In 1939, in the midst of the Great Depression, President Franklin D. Roosevelt declared that Thanksgiving should be moved up to the next to the last Thursday of November.

Since tradition at that time prevented retailers from promoting Christmas before Thanksgiving, Roosevelt hoped that, by changing the date of Thanksgiving, he might extend the pre-Christmas retail season, increase sales, and boost the depressed economy.

However, he didn’t have the power to mandate the nation’s holiday schedule. That year 23 states celebrated Thanksgiving on the third Thursday in November, while 22 states celebrated on the fourth Thursday. Texas celebrated both Thursdays as holidays.

Roosevelt’s action became known as “Franksgiving.” I wonder what Roosevelt would think of the more modern tradition of retailers promoting Christmas items even before Halloween.

No matter which day we celebrate on, Thanksgiving give us the opportunity to take stock of our blessings. We gain a wider perspective on our lives and see our losses in a broader context of all that we do have. Most of us are thankful for the same things—our faith, our family, our health, our community, food and shelter, and the ability to help others who are less fortunate. The list mirrors our priorities in life. We could take it one step further. Let’s take some time to review how well we are nurturing what we value most in life.

•  Do you spend enough time with your family to truly connect?

• How do you nurture your spiritual life?
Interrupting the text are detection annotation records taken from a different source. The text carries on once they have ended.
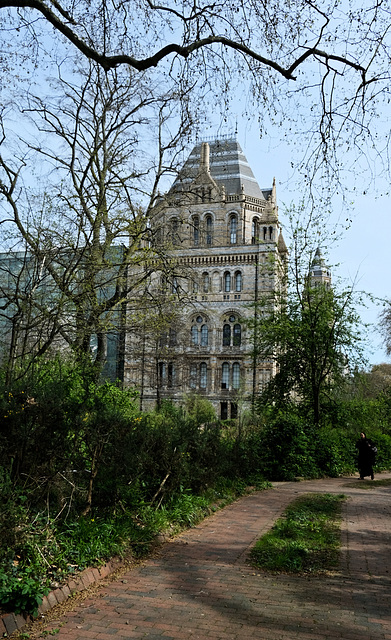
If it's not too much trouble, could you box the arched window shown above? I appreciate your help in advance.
[233,324,242,347]
[251,218,259,244]
[229,215,238,244]
[167,362,175,388]
[171,276,179,293]
[206,216,213,245]
[223,324,231,347]
[193,216,200,247]
[224,271,231,291]
[232,362,240,389]
[202,273,209,293]
[158,362,166,387]
[200,362,208,389]
[235,271,242,291]
[201,324,208,347]
[190,363,197,389]
[191,324,198,344]
[221,362,229,389]
[170,218,179,245]
[168,327,176,347]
• Are you taking care of the body God gave you with good food, exercise and enough rest?

• Do you treat others with a love and compassion consistent with the faith or virtues you profess?

How we live our lives determines the state of our personal wealth—our spiritual capital. Taking time to consider how we might strengthen ourselves and build upon our blessings is something all of us can do to positively impact our lives, our families and our community.

We may not control Wall Street, but each one of us has a sphere of influence, a life to lead. Roosevelt was well-intentioned in trying to help our economy recover, but let’s not miss why giving thanks is important in the first place. Let’s not forget why President Abraham Lincoln first declared a national day of giving thanks to God for the blessings of our country. Lincoln’s only motive seems to have been a desire to give our nation, fractured by the Civil War, a chance to take a deep breath, share a meal with family and friends and be grateful.

This Thanksgiving, let’s pause to give thanks for our lives and our other blessings, but let’s also make plans to nurture those blessings and make the most of them, for ourselves and for others.